Казалось бы, наступило самое время для того, чтобы все-таки установить однопартийную диктатуру. Но Мугабе оказался умнее. Он понимал, что политизация армии дает ей слишком большую власть в рамках правящей партии и при однопартийном режиме он слишком зависел бы от военных. Поэтому Мугабе пошел по пути электорального авторитаризма. В Зимбабве на регулярной основе проводились выборы, была разрешена деятельность не только фиктивной (этим сейчас никого не удивишь), но и настоящей оппозиции. К концу 90-х ее лидером стал Морган Цвангираи, ранее в течение 20 лет сотрудничавший с режимом.
При этом режим Мугабе оставался диктатурой. Выборы в Зимбабве не были фиктивными, в них действительно участвовала оппозиция – но результаты подделывались. Оппозиция не запрещалась, но подвергалась репрессиям. Однако видимость «демократического процесса» оставляла у Мугабе железный аргумент, который он всегда мог предъявить собственной партии и военным в ее руководстве: он один мог выиграть для них выборы. Настоящие проблемы у Мугабе начались только тогда, когда в 2008 году, на пике экономического кризиса, он уступил Цвангираи в первом туре президентских выборов. Власть он не отдал: сначала договорился с соперником, убедив его отказаться от участия во втором туре в обмен на пост премьер-министра, а потом и вовсе избавился от него, отправив его в эмиграцию. Сторонники Цвангираи подверглись жестоким репрессиям.
Теперь Мугабе остался наедине с собственной партией и военными, но – возможно, ввиду естественной в преклонном возрасте утраты политического чутья – не понял, что ситуация изменилась. Он по-прежнему играл роль единоличного правителя. И тут в полный рост встал вопрос, преследующий приспешников любого пожилого правителя: что потом? Иными словами, вопрос о престолонаследии. У военной фракции в руководстве Зимбабве был предпочтительный преемник, вице-президент Эммерсон Мнангагва, который фактически уже заправлял в стране, отвечая, в частности, за то, что в России называют «силовым блоком».

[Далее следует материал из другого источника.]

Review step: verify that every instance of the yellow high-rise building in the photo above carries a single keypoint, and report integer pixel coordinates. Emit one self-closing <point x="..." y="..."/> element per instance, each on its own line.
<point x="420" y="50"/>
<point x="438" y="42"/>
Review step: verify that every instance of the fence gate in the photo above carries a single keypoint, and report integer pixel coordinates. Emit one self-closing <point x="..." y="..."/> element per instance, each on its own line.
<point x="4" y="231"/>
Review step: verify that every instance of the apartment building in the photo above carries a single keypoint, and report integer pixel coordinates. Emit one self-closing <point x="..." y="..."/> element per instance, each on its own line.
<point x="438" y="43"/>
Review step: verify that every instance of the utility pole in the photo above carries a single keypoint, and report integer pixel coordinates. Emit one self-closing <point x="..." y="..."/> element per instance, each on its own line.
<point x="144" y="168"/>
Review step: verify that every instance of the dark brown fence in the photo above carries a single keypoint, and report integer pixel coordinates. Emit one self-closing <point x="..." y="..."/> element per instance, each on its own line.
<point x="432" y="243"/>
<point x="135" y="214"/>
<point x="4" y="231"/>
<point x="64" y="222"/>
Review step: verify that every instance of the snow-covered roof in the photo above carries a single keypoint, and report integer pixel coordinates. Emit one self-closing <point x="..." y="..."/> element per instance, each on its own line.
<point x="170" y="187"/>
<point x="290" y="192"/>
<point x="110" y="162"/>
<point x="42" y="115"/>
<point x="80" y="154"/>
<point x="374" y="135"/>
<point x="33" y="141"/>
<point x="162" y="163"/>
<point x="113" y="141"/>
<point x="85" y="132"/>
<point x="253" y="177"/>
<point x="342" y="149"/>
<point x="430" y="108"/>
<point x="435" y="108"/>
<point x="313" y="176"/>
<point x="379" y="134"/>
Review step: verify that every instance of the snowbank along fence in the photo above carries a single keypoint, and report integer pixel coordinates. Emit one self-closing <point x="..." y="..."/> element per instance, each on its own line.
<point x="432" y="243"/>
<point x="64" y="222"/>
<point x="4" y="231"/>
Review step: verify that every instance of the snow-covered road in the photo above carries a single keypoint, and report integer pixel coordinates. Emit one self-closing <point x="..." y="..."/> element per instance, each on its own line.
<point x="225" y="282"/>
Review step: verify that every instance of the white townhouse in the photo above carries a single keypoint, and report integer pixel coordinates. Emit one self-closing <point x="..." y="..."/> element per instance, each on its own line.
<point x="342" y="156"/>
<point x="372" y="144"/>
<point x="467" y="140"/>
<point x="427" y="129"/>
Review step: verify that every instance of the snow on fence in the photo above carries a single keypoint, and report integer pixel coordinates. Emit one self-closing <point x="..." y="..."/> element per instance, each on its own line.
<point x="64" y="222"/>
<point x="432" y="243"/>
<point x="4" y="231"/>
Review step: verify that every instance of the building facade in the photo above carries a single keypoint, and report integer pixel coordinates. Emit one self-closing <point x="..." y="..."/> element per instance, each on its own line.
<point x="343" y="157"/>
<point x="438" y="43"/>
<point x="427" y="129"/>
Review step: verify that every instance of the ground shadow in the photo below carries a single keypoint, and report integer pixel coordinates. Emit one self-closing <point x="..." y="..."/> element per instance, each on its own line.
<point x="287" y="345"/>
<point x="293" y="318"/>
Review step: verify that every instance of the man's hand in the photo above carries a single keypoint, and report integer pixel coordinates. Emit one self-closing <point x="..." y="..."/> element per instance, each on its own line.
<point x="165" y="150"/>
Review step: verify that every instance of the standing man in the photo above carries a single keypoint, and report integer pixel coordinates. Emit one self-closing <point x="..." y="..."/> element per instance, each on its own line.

Однако Мугабе неожиданно подверг Мнангагву опале, фактически назначив преемницей свою жену, которая доверием военных никогда не пользовалась. После этого дни Мугабе у власти были сочтены. 14–15 ноября 2017 года, после того как Мугабе отправил Мнангагву в отставку, военные свергли Мугабе, поместив его под домашний арест. Однако окончательно судьба диктатора решилась только тогда, когда партия ЗАНУ – ПФ сначала призвала его подать в отставку, а затем, когда Мугабе отказался, подтвердила этот призыв, начав в парламенте процедуру импичмента. Мугабе поддался давлению, в результате чего Мнангагва занял президентский пост. Он остается президентом по сей день. Выборы 2018 года, которые Мнангагва выиграл с небольшим перевесом, были расценены международными наблюдателями как нечестные. Постепенно новый президент консолидировал свой контроль как над вооруженными силами, так и над правящей партией. Все в Зимбабве, даже гиперинфляция, вернулось на круги своя.
Случай Зимбабве должен охладить оптимизм тех, кто на основании предыдущих кейс-стадис мог бы прийти к заключению, что партийные режимы, существующие в электоральных автократиях, обязательно приходят к демократизации. Этот путь – не только долгий и мучительный, но и ненадежный. Авторитарные доминирующие партии действительно могут сделать выбор в пользу демократизации. Но вполне реален и совсем другой вариант: даже когда персоналистский элемент режима в буквальном смысле изживает себя, как в Зимбабве, где Мугабе прожил чуть больше года после отстранения от власти, правящая партия может сделать выбор в пользу сохранения старого порядка. Более того, этот выбор в условиях электорального авторитаризма является естественным, и то, что наличие правящей партии несколько смягчает персонализм режима, лишь увеличивает его устойчивость перед лицом кризиса.